On a later occasion, I think it was on Crete, Pentti, and perhaps I likewise, incited Ritva’s enraged frustration on one of our walks. Anja was no longer fit enough to be with us, so there were only the three of us. We had a long walk planned out for the day, involving an ascent of about 1500 metres over some 15 km. But over the first few kilometres towards the escarpment we were later to climb, Pentti shambled along at the pace of a dog on the trail of an endless series of intriguing scents, as he spotted one interesting plant after another. The scenery was glorious as we passed through an orchard of blossoming almond trees, but the sun was climbing into the sky fast and the morning was starting to get uncomfortably warm. Finally, Ritva cried out: ”You two can follow whenever you like,” (I was as engrossed in the flora as Pentti) ”but I’m going on by myself – we’re supposed to be in time for that bus at the other end of the walk!”. She stormed off at a furious pace.
We did eventually catch her up, but it was warm work!
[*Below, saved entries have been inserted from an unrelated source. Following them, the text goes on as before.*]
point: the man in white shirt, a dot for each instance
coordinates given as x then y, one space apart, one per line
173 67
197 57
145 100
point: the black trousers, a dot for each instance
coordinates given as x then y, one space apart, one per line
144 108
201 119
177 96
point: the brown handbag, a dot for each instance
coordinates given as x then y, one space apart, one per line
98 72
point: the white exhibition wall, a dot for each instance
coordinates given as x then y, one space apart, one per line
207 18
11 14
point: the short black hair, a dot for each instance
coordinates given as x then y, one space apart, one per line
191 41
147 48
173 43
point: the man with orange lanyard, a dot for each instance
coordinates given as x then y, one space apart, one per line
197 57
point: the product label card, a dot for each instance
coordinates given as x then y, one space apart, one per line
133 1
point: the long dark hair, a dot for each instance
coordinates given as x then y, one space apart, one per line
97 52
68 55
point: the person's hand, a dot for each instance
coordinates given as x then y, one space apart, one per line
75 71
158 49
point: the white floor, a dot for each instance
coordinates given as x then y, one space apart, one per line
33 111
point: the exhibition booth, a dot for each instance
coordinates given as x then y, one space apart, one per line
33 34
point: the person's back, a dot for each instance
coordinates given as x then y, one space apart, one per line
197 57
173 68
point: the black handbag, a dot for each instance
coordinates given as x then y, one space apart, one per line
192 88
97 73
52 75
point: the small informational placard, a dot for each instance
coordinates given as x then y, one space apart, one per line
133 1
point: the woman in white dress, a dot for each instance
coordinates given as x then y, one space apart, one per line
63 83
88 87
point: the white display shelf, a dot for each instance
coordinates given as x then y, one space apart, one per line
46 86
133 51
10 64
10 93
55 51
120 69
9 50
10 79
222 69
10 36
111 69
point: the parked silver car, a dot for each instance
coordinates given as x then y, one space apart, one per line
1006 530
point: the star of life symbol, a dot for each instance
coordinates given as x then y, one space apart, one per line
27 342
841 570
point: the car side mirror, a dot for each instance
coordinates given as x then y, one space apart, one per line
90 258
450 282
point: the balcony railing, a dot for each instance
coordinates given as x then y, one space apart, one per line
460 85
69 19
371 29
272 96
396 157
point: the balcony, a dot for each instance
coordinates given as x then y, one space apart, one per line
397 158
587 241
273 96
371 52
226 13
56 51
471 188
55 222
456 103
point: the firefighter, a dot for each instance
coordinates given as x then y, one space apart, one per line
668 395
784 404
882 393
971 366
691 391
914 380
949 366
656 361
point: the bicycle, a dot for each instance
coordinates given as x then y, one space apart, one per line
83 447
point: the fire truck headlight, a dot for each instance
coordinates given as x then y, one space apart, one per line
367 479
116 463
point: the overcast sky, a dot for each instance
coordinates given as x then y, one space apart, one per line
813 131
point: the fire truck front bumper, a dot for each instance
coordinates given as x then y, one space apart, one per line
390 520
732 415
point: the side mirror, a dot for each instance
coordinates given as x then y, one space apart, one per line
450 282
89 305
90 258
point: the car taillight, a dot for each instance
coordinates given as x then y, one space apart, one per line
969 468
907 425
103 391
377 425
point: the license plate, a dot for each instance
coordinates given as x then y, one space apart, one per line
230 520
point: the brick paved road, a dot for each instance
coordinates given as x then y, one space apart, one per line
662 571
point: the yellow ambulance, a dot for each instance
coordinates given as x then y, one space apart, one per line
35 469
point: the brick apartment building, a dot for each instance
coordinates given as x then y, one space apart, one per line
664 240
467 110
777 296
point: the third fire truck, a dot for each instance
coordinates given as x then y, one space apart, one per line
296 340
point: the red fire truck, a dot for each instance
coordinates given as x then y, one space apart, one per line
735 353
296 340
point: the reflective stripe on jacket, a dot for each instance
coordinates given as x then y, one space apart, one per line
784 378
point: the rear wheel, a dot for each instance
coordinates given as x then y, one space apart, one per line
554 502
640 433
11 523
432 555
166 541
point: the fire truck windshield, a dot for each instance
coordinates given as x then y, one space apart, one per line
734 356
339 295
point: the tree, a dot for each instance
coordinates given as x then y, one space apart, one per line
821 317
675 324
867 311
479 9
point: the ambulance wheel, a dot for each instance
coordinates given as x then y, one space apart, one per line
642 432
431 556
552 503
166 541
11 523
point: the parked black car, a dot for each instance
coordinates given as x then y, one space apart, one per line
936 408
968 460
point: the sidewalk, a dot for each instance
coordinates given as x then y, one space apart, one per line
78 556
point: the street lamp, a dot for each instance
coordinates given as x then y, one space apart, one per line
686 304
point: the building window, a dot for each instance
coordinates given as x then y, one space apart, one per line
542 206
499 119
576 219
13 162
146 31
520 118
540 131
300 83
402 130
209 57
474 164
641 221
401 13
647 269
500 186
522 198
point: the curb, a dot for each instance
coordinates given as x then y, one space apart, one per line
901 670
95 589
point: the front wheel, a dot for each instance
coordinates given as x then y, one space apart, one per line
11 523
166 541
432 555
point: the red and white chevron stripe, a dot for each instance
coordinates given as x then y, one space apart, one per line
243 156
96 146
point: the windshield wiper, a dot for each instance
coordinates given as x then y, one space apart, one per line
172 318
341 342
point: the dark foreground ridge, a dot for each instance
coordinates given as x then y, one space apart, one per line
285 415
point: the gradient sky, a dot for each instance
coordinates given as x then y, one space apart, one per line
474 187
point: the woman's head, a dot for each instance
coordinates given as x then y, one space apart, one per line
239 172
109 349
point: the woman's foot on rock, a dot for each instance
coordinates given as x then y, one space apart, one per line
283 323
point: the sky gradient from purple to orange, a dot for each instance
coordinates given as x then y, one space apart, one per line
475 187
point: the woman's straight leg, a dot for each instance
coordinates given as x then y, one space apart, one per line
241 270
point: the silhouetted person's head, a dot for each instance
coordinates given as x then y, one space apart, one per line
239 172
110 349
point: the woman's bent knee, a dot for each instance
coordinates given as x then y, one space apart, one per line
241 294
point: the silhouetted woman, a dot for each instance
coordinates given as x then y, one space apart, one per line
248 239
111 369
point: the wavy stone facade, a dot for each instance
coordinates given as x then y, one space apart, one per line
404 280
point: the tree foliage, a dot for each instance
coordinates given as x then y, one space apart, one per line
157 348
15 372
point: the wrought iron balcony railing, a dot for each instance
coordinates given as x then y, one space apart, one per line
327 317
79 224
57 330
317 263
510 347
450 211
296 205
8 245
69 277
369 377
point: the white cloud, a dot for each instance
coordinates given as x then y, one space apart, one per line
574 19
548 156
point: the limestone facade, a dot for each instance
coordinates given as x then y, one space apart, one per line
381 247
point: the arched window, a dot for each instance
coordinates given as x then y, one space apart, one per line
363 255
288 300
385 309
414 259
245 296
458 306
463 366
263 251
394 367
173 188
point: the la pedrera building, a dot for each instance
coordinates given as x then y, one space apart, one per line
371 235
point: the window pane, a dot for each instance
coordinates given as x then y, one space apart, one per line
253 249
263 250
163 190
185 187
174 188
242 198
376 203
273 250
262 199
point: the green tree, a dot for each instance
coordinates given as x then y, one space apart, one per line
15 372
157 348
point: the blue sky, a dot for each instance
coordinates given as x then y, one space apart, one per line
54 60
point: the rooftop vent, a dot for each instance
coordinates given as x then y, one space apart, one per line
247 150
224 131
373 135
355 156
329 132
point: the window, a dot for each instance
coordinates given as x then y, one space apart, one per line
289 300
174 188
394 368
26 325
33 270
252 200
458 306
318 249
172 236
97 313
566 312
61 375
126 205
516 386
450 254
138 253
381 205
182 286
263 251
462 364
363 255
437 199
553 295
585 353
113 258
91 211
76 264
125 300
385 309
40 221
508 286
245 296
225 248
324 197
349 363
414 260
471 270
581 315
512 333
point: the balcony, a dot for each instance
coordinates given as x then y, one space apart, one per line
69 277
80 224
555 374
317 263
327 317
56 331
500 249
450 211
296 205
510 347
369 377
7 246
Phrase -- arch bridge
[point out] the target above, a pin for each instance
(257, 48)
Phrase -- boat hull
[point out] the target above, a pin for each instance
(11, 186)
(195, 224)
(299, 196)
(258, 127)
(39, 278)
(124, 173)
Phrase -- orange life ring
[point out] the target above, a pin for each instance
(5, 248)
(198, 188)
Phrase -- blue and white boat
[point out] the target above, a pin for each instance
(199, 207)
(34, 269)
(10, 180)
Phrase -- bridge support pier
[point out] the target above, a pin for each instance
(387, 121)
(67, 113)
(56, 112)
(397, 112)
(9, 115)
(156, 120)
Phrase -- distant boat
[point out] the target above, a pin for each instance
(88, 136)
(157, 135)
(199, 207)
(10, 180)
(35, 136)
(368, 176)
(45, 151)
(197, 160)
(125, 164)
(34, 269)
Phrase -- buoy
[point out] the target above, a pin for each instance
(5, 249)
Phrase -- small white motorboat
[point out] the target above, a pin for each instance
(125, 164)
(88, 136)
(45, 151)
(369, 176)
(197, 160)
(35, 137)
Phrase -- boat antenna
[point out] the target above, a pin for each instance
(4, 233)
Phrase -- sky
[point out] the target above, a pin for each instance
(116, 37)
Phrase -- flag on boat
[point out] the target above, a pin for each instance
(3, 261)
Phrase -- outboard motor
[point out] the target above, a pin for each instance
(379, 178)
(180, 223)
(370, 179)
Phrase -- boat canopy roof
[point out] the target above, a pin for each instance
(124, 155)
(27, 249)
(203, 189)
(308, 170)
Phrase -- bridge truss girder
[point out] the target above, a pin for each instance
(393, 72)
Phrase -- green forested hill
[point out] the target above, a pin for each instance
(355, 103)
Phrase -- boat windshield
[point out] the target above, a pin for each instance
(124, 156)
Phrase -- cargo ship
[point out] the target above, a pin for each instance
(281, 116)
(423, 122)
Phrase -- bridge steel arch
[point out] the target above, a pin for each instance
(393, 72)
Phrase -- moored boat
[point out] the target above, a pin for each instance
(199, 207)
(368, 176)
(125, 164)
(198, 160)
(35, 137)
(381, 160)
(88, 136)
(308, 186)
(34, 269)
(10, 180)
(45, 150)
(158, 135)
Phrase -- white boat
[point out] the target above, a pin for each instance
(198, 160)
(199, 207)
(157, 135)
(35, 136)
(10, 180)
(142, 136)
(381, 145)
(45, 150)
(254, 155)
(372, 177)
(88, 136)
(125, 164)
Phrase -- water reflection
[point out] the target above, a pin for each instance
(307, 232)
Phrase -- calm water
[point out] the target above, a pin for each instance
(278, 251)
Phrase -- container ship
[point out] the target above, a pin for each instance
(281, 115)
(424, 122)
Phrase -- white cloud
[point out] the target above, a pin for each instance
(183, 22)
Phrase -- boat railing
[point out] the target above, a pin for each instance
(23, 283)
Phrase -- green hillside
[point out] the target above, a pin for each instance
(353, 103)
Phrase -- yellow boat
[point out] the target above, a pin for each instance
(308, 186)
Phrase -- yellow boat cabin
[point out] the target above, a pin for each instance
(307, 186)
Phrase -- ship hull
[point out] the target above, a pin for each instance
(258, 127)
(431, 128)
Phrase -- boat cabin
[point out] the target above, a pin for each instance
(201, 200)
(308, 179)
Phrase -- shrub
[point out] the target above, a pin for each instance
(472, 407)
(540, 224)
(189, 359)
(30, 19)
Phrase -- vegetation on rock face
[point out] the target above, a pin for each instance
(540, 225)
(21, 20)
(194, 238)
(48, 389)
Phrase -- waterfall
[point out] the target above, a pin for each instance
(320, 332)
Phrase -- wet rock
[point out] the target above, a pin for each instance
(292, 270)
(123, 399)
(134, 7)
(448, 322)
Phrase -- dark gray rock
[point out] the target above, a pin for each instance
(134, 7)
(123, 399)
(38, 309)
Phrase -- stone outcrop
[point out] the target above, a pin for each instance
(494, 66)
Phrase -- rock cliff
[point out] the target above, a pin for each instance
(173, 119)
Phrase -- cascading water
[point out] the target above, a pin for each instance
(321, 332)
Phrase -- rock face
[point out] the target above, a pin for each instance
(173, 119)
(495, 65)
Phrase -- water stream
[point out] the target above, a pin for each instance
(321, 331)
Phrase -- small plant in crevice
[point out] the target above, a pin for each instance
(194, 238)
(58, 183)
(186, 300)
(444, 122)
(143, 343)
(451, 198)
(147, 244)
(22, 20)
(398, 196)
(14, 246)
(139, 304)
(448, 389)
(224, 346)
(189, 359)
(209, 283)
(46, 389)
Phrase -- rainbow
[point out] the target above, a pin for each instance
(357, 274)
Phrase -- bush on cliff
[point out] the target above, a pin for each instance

Pentti was often called upon as a garden expert and consultant. I remember a phone-in gardening programme on the radio, some 30 years back, when Pentti was asked by one caller: ’What is the best method of pruning a birch tree, and what time of year should I do it?’. Pentti had the very strong view that forest trees should be allowed to grow freely. His reply came promptly: ’Do it with a chain saw, down to the ground. Any time of year you like!’. He once suggested, perhaps half in jest, that leaf rakes should be banned, at least for the next ten years. I wonder what he would have said about those nasty, noisy, petrol-stinking leaf blowers that shatter our nerves every autumn?
Pentti was a great advocate of natural gardening. Anja and Pentti had a lovely and charming wild garden in Pitäjänmäki where I suspect most of the work of tending Pentti’s plants and keeping some semblance of order was left to Anja. But who am I to criticise? In our own garden we have a similar division of labour: I go around making a mess all over the place, and Ritva comes along behind, clearing up after me as best she can.
Anja and Pentti were two of the founding members of a society called ’Maatiainen’, dedicated to collecting and conserving landraces of cultivated plants, i.e., traditional varieties of crops like wheat, rye, cabbage, swedes and what-have-you. Such traditional varieties that have stood the test of time are known as landraces, or in Finnish ’Maatiainen’. As well as useful plants, beautiful and ornamental plants are also included. Nowadays the society caters for landraces of domestic animals as well. I was also heavily involved in the initial stages. Pentti continued to write informative and interesting articles for ’Maatiainen’ publications until very recently. He also collaborated with our rose breeding work and took part in a team that criss-crossed Finland identifying a range of lovely ornamentals, including several very hardy and beautiful rose varieties.
Pentti was the author or co-author of several inspiring and popular gardening books.
Pentti Alanko will long be remembered by anyone in Finland with botanical interests, and his friends are already missing his gentle, unassuming nature and quirky humour. May he happily continue his botanical studies in the pastures of Heaven.